Solving Quadratic Systems: A Step-by-Step Guide

Hey everyone! Today, we're diving into the exciting world of solving systems of equations, specifically focusing on a quadratic and a linear equation. Our mission is to find the points where these equations intersect, giving us the solutions that satisfy both. We'll tackle this algebraically, ensuring we understand each step along the way. So, let's jump right into the problem: we need to determine the solution(s) for the system of equations $y=x^2-4x-21$ and $y=-5x-22$. But before we do, let's discuss what exactly systems of equations are and why they are so important in math.

Understanding Systems of Equations

So, what exactly is a system of equations? A system of equations is basically a set of two or more equations that share the same variables. Think of it as a puzzle where you need to find the values of the variables that make all the equations true at the same time. In our case, we have two equations, one quadratic and one linear, and we're looking for the x and y values that satisfy both.
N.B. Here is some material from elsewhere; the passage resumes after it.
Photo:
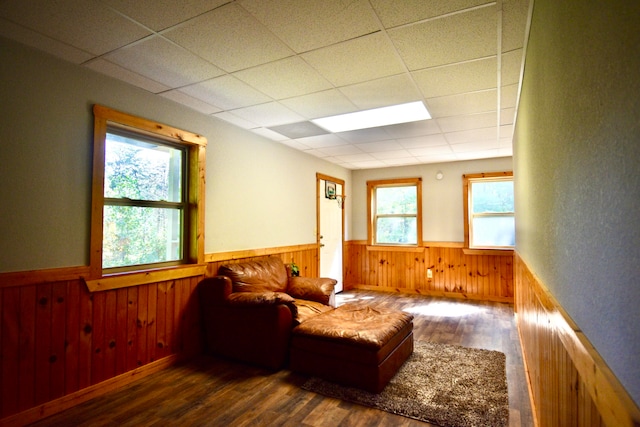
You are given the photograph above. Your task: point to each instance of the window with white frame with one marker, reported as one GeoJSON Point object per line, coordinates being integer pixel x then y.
{"type": "Point", "coordinates": [395, 212]}
{"type": "Point", "coordinates": [489, 211]}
Why are systems of equations so important? Well, they pop up all over the place in real-world applications. From calculating the break-even point in business to modeling the trajectory of a projectile in physics, systems of equations help us understand and solve a huge range of problems. They're a fundamental tool in mathematics and science, and mastering them opens doors to more advanced concepts.
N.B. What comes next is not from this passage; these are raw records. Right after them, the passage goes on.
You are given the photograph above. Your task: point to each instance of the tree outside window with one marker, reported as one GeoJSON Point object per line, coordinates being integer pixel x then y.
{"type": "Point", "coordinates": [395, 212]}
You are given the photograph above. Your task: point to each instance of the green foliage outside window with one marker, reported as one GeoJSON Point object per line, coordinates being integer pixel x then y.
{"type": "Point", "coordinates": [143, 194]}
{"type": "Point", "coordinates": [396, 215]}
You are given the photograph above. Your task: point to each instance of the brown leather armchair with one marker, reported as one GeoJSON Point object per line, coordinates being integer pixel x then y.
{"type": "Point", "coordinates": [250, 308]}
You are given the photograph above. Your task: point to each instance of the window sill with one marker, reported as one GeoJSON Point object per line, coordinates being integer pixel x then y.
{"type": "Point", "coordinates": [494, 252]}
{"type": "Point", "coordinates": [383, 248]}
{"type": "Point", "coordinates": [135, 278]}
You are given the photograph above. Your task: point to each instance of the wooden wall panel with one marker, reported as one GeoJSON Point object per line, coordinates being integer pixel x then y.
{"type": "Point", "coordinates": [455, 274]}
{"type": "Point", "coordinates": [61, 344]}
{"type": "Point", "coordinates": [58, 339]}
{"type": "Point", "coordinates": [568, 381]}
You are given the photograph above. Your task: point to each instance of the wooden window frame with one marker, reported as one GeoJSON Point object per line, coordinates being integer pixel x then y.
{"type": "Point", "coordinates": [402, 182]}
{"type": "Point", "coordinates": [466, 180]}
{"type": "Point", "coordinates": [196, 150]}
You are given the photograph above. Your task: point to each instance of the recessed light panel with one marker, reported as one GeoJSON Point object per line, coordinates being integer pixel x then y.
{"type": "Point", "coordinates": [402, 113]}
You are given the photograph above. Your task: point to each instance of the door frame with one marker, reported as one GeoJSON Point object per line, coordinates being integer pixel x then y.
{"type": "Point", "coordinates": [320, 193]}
The solutions to a system of equations are the points where the graphs of the equations intersect. This is a crucial concept, especially when we're dealing with different types of equations like our quadratic and linear system. The quadratic equation, $y = x^2 - 4x - 21$, represents a parabola, which is a U-shaped curve. The linear equation, $y = -5x - 22$, represents a straight line. The points where the parabola and the line intersect are the solutions to the system because these points satisfy both equations simultaneously.
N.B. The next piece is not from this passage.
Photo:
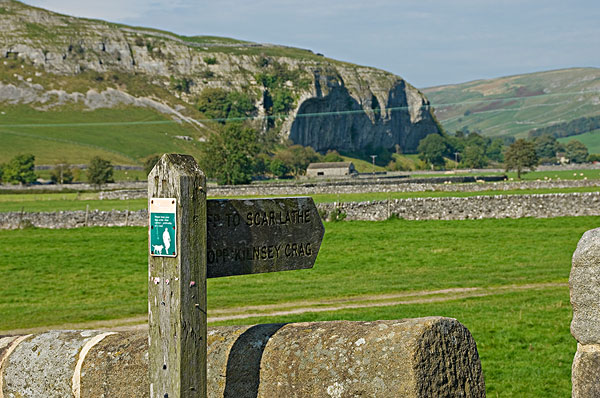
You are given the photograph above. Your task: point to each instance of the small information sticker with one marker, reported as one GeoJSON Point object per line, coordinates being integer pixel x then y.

Now, when it comes to solving systems of equations, we have a few tricks up our sleeves. Graphing is a great visual method, but it's not always precise. Substitution and elimination are algebraic methods that allow us to find exact solutions. We'll be using the substitution method today because it's particularly handy when one of the equations is already solved for one variable, like our equations are (both solved for y). So, with the basics covered, let's get back to our specific problem and solve it step-by-step.

Setting Up the Equations

Alright, let's dive into solving this system of equations. We have:

• Equation 1: $y = x^2 - 4x - 21$
• Equation 2: $y = -5x - 22$

Our goal here is to find the values of x and y that make both of these equations true. Since both equations are already solved for y, the substitution method is going to be our best friend. This method involves setting the expressions for y from both equations equal to each other. Why? Because if both equations are equal to y, then they must also be equal to each other. Makes sense, right?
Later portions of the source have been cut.